Elevating Behavox's Machine Learning Risk Detection Tool: UI/UX Case Study

Boosting risk detection
by 64%

Role: I worked as a Sr. Product Designer within the Behavox compliance team. This project lasted ∼2 months in 2021. I worked with a Product Manager, a Front-end engineer, and a UX Researcher.

Deliverables: User interviews, User flow mapping, Workflow mapping, Wireframes, Mockups, Prototypes, Usability testing, and Component creation.

PROBLEM

Users struggled to finetune machine learning models.

Behavox offers AI-powered SaaS for enterprise risk management. They rely on human feedback to improve their AI models. Yet, this involved code changes. This resulted in low usage, dissatisfaction, and inaccurate risk prediction.

GOAL

Enhancing the tool's usability and ML forecast accuracy.

We sought to enhance reinforcement learning with human feedback. Our goal was to boost precision and improve user satisfaction.

IMPACT

64%

Boost in risk alert accuracy

∼30%

Rise in user overall satisfaction

Discovery of a new user type

In accordance with my NDA obligations, I have excluded sensitive data and made modifications to visual assets. All information presented in this case study is solely my own and does not represent the views of Behavox.

DISCOVERY

I starter by mapping the refining flow to better understand its complexity.

I shared these flows on Slack to validate my understanding with data engineers.

User interviews unveiled significant issues and user needs associated with the tool.

I helped scope 6 remote user interviews. Some notable discoveries included:

Users required a more efficient way to mark alerts.
Minimizing manual code updates was imperative.
Adding new alert signals (phrases) was essential to improve accuracy.
The discovery of a new user archetype highlighted the diversity in company workflows.

DEFINITION

Armed with our discoveries, I started exploring solutions.

Sketches, wireframes, and mockups became my tools as I explored ideas and engaged in collaborative discussions with the team.

To facilitate the compliance office’s tasks I looked into ways of providing feedback and adding new risk content to ML models.

I then designed methods for compliance managers’ monitoring needs. I focused on real-time updates on model performance and feedback contributions.

TESTING

I created an easy and efficient method to provide feedback on reported content.

We chose to test the thumbs-up/down feedback pattern. I hypothesized this to be the easiest way for users to give feedback on risk signals.

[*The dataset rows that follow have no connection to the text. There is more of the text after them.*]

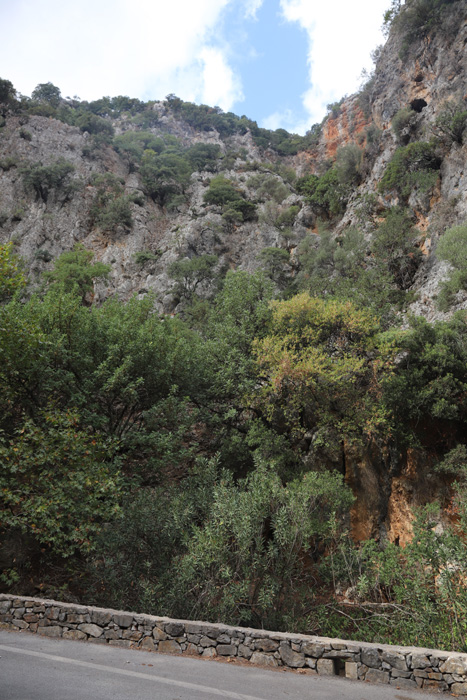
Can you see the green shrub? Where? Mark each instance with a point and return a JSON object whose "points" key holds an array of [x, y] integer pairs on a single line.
{"points": [[326, 195], [47, 92], [451, 122], [25, 134], [141, 257], [402, 123], [224, 194], [452, 248], [414, 166], [267, 187], [43, 179], [393, 245], [348, 164], [134, 143]]}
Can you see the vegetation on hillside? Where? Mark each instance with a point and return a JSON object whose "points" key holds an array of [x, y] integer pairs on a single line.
{"points": [[193, 465]]}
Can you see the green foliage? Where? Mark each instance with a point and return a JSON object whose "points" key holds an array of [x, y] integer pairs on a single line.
{"points": [[189, 274], [25, 134], [414, 166], [43, 179], [141, 257], [327, 195], [402, 123], [348, 164], [316, 372], [134, 143], [164, 175], [340, 267], [451, 122], [203, 156], [7, 92], [73, 271], [275, 262], [223, 193], [245, 563], [58, 483], [452, 248], [267, 187], [427, 394], [12, 278], [414, 19], [414, 595], [394, 245], [96, 126], [47, 92]]}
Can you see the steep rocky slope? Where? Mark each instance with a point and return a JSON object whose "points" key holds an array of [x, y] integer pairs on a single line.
{"points": [[45, 212]]}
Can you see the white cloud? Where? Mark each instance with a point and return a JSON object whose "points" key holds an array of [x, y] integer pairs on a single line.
{"points": [[341, 35], [144, 48], [252, 7], [220, 85]]}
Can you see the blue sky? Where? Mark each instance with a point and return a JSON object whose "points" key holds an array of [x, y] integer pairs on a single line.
{"points": [[280, 62]]}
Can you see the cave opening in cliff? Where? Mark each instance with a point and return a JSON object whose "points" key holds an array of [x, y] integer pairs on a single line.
{"points": [[418, 104]]}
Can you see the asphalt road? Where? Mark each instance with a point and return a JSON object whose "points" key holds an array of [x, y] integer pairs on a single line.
{"points": [[37, 668]]}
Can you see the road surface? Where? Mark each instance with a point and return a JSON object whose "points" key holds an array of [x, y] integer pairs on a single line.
{"points": [[38, 668]]}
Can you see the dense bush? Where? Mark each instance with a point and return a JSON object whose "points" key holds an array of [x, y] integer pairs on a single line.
{"points": [[44, 179], [414, 166], [452, 248]]}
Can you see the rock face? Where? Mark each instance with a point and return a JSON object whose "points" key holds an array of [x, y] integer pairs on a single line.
{"points": [[432, 72]]}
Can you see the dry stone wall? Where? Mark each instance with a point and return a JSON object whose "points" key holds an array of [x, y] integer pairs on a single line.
{"points": [[404, 667]]}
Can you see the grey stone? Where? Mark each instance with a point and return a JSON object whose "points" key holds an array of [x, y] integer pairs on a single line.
{"points": [[290, 657], [91, 629], [438, 686], [420, 673], [224, 638], [226, 650], [76, 619], [403, 683], [454, 664], [374, 675], [20, 623], [370, 657], [169, 646], [266, 645], [209, 653], [326, 667], [206, 642], [113, 634], [52, 631], [123, 620], [313, 649], [148, 643], [158, 634], [100, 617], [263, 659], [74, 634], [420, 661], [459, 688], [395, 660], [351, 670], [134, 635], [174, 629], [244, 651], [395, 673]]}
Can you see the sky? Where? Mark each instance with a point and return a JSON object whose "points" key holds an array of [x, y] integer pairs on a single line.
{"points": [[279, 62]]}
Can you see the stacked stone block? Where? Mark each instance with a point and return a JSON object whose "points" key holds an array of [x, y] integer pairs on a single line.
{"points": [[404, 667]]}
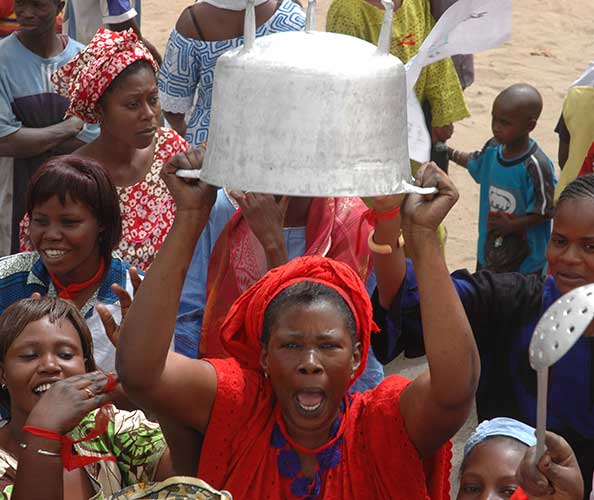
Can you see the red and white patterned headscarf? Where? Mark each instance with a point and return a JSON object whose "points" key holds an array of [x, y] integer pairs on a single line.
{"points": [[84, 79]]}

We broadened our strategy to include incorporating additional risk-alert content.

Since highlighting words was an existing pattern in the product, I proposed using the same logic to add a new risk signal.

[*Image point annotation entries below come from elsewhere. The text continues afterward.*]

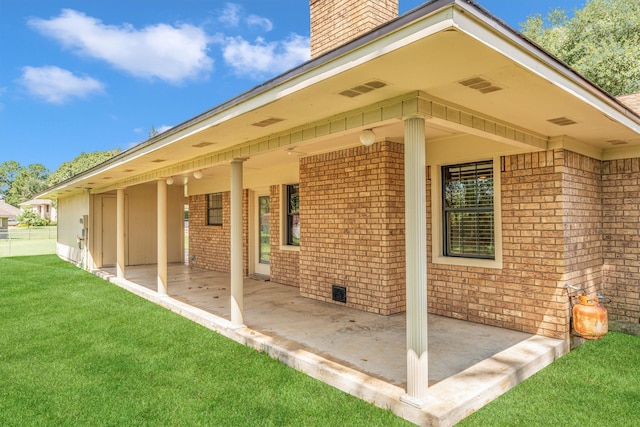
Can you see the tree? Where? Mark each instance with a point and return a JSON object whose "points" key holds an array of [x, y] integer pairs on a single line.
{"points": [[21, 184], [32, 219], [80, 164], [601, 41], [8, 173]]}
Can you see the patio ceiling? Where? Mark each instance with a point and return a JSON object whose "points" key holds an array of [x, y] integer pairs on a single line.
{"points": [[437, 51]]}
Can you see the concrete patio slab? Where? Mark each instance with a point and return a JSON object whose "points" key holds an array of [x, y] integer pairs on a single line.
{"points": [[360, 353]]}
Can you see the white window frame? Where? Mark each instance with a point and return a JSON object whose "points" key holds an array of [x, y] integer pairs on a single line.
{"points": [[283, 219]]}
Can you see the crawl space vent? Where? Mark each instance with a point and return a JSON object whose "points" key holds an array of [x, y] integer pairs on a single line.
{"points": [[339, 293]]}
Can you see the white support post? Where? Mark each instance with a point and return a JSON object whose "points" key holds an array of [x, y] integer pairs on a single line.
{"points": [[120, 232], [162, 237], [237, 272], [416, 261]]}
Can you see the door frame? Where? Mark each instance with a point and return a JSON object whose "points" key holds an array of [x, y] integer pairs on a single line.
{"points": [[254, 229]]}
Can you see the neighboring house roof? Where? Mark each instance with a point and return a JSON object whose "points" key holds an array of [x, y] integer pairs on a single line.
{"points": [[430, 55], [632, 101], [7, 210]]}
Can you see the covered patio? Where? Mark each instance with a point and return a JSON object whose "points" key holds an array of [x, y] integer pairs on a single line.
{"points": [[358, 352]]}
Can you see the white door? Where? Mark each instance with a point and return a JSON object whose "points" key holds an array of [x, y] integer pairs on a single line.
{"points": [[263, 239]]}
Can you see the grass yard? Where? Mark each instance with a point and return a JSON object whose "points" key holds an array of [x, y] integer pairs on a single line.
{"points": [[597, 384], [76, 350]]}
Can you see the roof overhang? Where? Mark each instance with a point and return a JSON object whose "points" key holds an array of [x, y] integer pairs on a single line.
{"points": [[425, 62]]}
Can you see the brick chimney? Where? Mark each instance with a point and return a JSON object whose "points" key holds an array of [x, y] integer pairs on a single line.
{"points": [[335, 22]]}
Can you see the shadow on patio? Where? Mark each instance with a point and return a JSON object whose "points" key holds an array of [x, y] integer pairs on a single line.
{"points": [[361, 353]]}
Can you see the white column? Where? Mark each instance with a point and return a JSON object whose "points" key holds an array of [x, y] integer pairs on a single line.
{"points": [[416, 261], [162, 237], [120, 233], [237, 271]]}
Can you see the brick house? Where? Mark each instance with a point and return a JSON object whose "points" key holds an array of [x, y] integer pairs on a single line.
{"points": [[436, 161]]}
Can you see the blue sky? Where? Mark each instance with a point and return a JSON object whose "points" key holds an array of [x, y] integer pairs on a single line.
{"points": [[89, 75]]}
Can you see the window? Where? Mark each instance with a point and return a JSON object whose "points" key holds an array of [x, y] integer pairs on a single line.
{"points": [[214, 209], [293, 215], [468, 210]]}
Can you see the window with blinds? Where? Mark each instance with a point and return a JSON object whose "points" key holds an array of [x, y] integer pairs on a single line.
{"points": [[214, 209], [468, 210], [293, 215]]}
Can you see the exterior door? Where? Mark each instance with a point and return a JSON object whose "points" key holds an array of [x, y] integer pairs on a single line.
{"points": [[108, 232], [263, 239]]}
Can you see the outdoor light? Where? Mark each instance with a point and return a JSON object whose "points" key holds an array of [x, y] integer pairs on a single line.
{"points": [[367, 137]]}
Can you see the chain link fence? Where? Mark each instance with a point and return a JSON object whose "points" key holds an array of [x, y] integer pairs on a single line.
{"points": [[23, 241]]}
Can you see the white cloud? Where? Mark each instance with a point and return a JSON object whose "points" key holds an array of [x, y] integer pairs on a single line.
{"points": [[169, 53], [230, 15], [260, 58], [259, 21], [56, 85]]}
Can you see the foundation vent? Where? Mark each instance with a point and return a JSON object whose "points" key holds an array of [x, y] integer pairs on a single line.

I created a dashboard focusing on monitoring ML performance and feedback rounds.

For Cameron’s workflow, I focused on displaying essential information. We focused on displaying feedback contributors and model performance.

Setback! Backend restrictions threatened to pause the project.

As I completed the prototypes for testing, engineers found an issue... Adding the backend logic to get dashboard data would take longer than initially expected.

I partnered with my project manager to prevent the project from being halted.

Management wanted us to pause the project. To avoid it, we negotiated a 2-week period to test 1/2 the flow with 7 users.

ITERATION

Testing revealed two main areas that needed improvement.

Simplifying alert justifications

— "Justifications clarify flagged content for me."

It was crucial for users to read risk alert justifications before marking risk content as accurate or inaccurate. Yet, this section was very text-heavy adding visual clutter affecting readability.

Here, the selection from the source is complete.